Ela utilizou o mesmo recurso esfregando as mãos em quanto balbuciava as mesmas coisas até suas mãos avermelharem novamente. Depois tocou o peito da criança que imediatamente absorveu todo o calor. Kyara abriu a boca dela e enfiou o dedo na garganta, puxando uma secreção grossa de dentro, tapou o nariz do bebê e assoprou para logo em seguida forçar seu peito várias vezes, mas não obtinha resposta. Alternou os movimentos insistentemente e nada aconteceu.
— Você é forte, eu sinto isso. Lute!
Todo o esforço empregado estava sendo em vão e Kyara não havia conseguido nenhum sinal de vida da criança. Tentava aparentar calma, mas seus olhos marejados denunciavam seu temor de não conseguir trazê-la a vida.
— Ela não reage.
Kyara começava a se desesperar.
— Minha senhora, desista. Ela já está morta... Disse uma das parteiras.
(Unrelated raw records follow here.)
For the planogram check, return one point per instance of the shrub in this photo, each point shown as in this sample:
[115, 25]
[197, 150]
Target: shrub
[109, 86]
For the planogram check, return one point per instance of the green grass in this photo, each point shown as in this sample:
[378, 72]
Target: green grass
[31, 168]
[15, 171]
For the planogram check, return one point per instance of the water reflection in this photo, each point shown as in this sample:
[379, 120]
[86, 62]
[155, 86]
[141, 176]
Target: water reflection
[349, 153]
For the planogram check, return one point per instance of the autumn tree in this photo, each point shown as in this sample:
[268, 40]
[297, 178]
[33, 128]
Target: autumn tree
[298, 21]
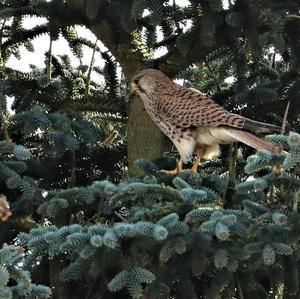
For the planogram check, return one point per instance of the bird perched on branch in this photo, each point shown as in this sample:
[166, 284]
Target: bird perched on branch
[193, 121]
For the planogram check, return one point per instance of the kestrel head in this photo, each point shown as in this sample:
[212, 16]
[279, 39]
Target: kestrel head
[146, 81]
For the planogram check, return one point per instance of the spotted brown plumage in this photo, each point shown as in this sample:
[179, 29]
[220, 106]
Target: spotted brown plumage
[194, 121]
Arwen não conseguiu suportar mais aquela cena angustiante e saiu da casa chorando. Aragorn correu até ela abraçando-a e os outros o acompanharam temendo pelo pior.
— Aragorn!
Emocionada ela atirou-se nos braços do marido sem conseguir falar.
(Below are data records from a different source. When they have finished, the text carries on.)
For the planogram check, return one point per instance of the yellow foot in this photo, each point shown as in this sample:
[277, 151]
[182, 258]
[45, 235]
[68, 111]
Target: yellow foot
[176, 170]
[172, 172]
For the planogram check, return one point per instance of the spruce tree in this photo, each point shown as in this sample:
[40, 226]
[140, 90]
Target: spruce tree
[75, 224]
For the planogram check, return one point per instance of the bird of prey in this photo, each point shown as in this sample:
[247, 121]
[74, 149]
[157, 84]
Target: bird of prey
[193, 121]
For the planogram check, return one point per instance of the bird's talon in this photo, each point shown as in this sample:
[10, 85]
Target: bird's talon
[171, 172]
— O que está acontecendo, Arwen?... Perguntou Legolas.
— A criança não respira... Kyara está lutando em vão tentando trazê-la a vida... Secando as lágrimas Arwen tentou se acalmar... – Passou-se muito tempo da hora para a criança nascer e ao que parece ela não resistiu... Eu sinto muito Demétrio.
E mais uma vez chorou abraçada a Aragorn.
Demétrio, desesperado, ajoelhou no chão com as mãos no rosto, lamentando-se pela filha perdida. As crianças se assustaram com a reação do pai e começaram a chorar, também, e a tristeza tomou conta de todos ali.
Doloroso demais ver o sofrimento daquela gente. Tanto a rainha quanto seu marido e os amigos ali presentes não sabiam como abrandar tanta dor. Arwen somente pensava na mulher desacordada na casa. Quando recobrar a consciência e souber da perda da filha certamente se desesperará mais que qualquer um.
Agora casada sabia que em algum momento também teria seus próprios filhos e essa possibilidade a deixava ainda mais sensível àquele tipo de situação. Aragorn também se compadecia profundamente pela família. Um pai jamais deveria passar pela dor de perder um filho.